4.4 Temporal regularization

Temporal regularization smooths changes in joint orientations and humanoid translations over time, mitigating rapid and unrealistic fluctuations in the D parameter. This is formulated as:

\begin{array}{l} L_{D-temp} = \frac{1}{| T |} \sum_{j \in J} \sum_{t \in T} || Δ^{n} D_{t}^{(j)} {||}^{2} & (14) \end{array}

where J is the set of joints; T represents the time steps and |T| is the number of time steps; Δⁿ represents the n-th difference operation over time; $D_{t}^{(j)}$ indicates the joint parameters (either orientation or translation) of joint j at time t; n is the order of the difference (e.g., n = 3 for a third-order difference to target the smoothness of acceleration changes, avoiding jerky or abrupt transitions in joint movements), which specifies how many time steps are considered for calculating the change in joint parameters.
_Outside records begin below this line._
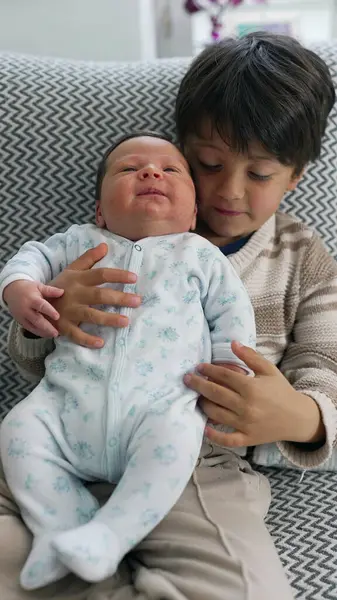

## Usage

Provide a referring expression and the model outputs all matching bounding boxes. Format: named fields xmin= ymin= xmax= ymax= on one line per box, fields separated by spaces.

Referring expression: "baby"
xmin=0 ymin=134 xmax=255 ymax=589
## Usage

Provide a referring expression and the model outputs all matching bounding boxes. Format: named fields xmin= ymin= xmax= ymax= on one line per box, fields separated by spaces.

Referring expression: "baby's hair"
xmin=95 ymin=130 xmax=178 ymax=200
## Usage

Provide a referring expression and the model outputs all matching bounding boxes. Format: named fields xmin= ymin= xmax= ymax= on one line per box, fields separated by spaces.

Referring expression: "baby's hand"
xmin=3 ymin=279 xmax=63 ymax=337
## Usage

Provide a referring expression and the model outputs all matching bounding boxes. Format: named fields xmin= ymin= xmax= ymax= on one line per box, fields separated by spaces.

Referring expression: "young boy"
xmin=2 ymin=33 xmax=337 ymax=600
xmin=0 ymin=134 xmax=255 ymax=589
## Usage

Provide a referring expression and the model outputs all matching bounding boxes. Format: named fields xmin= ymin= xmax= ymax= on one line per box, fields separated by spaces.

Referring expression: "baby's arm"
xmin=0 ymin=227 xmax=77 ymax=337
xmin=204 ymin=251 xmax=256 ymax=374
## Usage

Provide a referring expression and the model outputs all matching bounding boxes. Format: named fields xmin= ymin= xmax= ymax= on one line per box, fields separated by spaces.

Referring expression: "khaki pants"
xmin=0 ymin=445 xmax=293 ymax=600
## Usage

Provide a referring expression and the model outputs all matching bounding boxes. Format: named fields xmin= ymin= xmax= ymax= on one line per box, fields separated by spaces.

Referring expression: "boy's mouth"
xmin=137 ymin=187 xmax=166 ymax=196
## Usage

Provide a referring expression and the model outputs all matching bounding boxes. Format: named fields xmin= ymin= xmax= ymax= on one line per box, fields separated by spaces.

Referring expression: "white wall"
xmin=153 ymin=0 xmax=193 ymax=58
xmin=0 ymin=0 xmax=155 ymax=60
xmin=192 ymin=0 xmax=337 ymax=54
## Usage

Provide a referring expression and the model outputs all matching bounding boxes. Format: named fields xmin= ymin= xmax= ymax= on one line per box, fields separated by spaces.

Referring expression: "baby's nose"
xmin=140 ymin=165 xmax=162 ymax=179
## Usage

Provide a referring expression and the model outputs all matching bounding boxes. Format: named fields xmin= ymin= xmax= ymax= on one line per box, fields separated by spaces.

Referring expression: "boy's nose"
xmin=218 ymin=175 xmax=246 ymax=201
xmin=139 ymin=165 xmax=162 ymax=179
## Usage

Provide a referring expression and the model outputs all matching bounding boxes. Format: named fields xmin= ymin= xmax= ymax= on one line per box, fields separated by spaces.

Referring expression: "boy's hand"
xmin=184 ymin=342 xmax=325 ymax=447
xmin=3 ymin=279 xmax=63 ymax=337
xmin=214 ymin=362 xmax=248 ymax=375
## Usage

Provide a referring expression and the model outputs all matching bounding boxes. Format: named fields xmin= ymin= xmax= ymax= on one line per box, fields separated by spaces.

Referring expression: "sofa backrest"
xmin=0 ymin=45 xmax=337 ymax=419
4.5 Noise distribution regularization

Noise distribution regularization is designed to estimate the noise characteristics of the target IMU data accurately. During parameter identification, we explicitly model the noise in the acceleration and gyroscopic signals as temporal noise matrices of shape [T, 3], where T represents the number of time steps, matching the shape of the target IMU data. These matrices are optimized to meet the following two conditions for each channel (x, y, and z): (1) the noise should follow a Gaussian distribution N(0, σ²) with zero mean and standard deviation within a predefined range; and (2) the noise should be uniformly distributed across all frequencies, reflecting the properties of random white noise typically found in real IMU sensors. The noise distribution regularization term is formulated as follows:

\begin{array}{l} L_{H-dist} = \sum_{u \in IMUs} \sum_{s \in {Acc, Gyro}} \\ \sum_{c \in {x, y, z}} [|| μ_{noise}^{u, s, c} {||}^{2} + \frac{std (F ({noise}^{u, s, c}))}{mean (F ({noise}^{u, s, c}))}] & (15) \end{array}

where $μ_{noise}^{u, s, c}$ is the mean of the noise matrices for IMU u, sensor type s (either accelerometer or gyroscope), and channel c (x, y, or z), enforced to remain close to zero, ensuring zero-mean noise for each channel. $F ({noise}^{u, s, c})$ represents the Fourier transform of the noise vector for each IMU, sensor type, and channel, used to evaluate the spread of the noise frequencies. $std (F ({noise}^{u, s, c}))$ is the standard deviation of the energy of the noise's frequency components, and $mean (F ({noise}^{u, s, c}))$ is the mean energy of these frequency components. The ratio $\frac{std (F ({noise}^{u, s, c}))}{mean (F ({noise}^{u, s, c}))}$ promotes uniform distribution across all frequencies for each channel, encouraging the extracted noise to resemble a random white noise pattern.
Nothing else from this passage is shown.